Melanie Harnacke, the FAA’s contract observer on duty at Midway Airport, was the first to report the tornado and snapped multiple photos she sent along to the NWS. Based off those and other pictures posted on social media, the NWS believes the approximate location of the tornado was just southeast of the intersection of Ogden and Cicero avenues and Cicero and West 26th Street.

The NWS estimates the tornado began at 3:48 p.m. and dissipated only minutes later at 3:58 p.m. Castro said his department has been in touch with city officials and local businesses in the area, but has not heard reports of any damage, making it difficult to estimate what the twister's wind speeds were.


The National Severe Storms Laboratory defines a landspout tornado as “a tornado with a narrow, rope-like condensation funnel that forms while the thunderstorm cloud is still growing and there is no rotating updraft – the spinning motion originates near the ground.”

No rain or thunderstorms accompanied Tuesday’s tornado – only cumulus clouds and a normal breeze off Lake Michigan were reported, according to the NWS – making the event all the more unusual.

“There was nothing supportive at all of damaging tornadoes (on Tuesday), it was just a unique event,” Castro said. “We’re not aware of any recent, or even any occurrences in the city of a landspout.”

This marks the first tornado of any kind within Chicago’s city limits since a brief twister was recorded on the Loyola University campus on Sept. 22, 2006.

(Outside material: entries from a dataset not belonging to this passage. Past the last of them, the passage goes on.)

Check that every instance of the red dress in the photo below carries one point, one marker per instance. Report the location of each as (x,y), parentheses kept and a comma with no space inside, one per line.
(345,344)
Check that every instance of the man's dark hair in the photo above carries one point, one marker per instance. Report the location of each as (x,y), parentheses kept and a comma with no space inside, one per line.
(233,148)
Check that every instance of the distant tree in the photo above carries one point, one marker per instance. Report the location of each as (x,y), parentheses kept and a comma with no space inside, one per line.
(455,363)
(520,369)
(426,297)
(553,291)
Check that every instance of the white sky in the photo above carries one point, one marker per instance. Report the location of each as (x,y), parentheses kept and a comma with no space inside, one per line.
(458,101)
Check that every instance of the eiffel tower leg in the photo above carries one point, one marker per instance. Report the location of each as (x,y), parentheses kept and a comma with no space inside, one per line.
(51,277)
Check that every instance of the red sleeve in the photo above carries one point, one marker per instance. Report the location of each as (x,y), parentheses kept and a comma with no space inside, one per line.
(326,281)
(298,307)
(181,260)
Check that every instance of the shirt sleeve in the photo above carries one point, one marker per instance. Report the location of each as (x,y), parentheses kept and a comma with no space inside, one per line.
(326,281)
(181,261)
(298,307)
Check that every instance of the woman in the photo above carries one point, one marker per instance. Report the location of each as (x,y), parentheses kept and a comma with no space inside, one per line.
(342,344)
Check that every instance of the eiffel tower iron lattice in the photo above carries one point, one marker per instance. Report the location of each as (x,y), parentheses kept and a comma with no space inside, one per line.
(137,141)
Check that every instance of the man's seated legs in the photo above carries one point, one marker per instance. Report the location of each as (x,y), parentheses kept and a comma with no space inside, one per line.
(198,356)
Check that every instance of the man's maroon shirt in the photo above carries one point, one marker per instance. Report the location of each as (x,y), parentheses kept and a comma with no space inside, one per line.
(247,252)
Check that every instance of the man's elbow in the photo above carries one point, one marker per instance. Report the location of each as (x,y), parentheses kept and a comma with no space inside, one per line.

The NWS-Chicago office tracks 18 counties including Cook, DuPage, Lake and Will. Overall, that area has averaged nearly nine tornadoes per year since 1950, but in 2015 it recorded more than three times that total.  

Even so, none of those tornadoes crossed over Chicago’s borders.

“There are cases where the lake can help make the conditions less favorable for tornadoes to occur within the city … but overall occurrences within cities are pretty rare,” Castro said. “If you look back, even cities that are in the heart of Tornado Alley, it’s not that common for big cities to be directly impacted.”


No one factor determines where a tornado will form, according to Castro, who said they are far more likely to occur in wide-open rural areas because conditions are more favorable and that type of land is much more prevalent nationwide.

While there hasn’t been a recorded tornado in the city in a decade, there have been some recent near misses – including a brief twister in nearby Summit in May 2015, and a supercell thunderstorm that passed over Chicago last year, creating a waterspout just outside the city limits.

“It kind of shows it’s pure dumb luck at times,” Castro said. “It’s just a unique occurrence overall to have something like this because the lake breeze itself – there’s a lake breeze almost every single day moving inland in the summer time. Of all those times, this is, as far as we know, one of, if not the only occurrence of a situation like this.”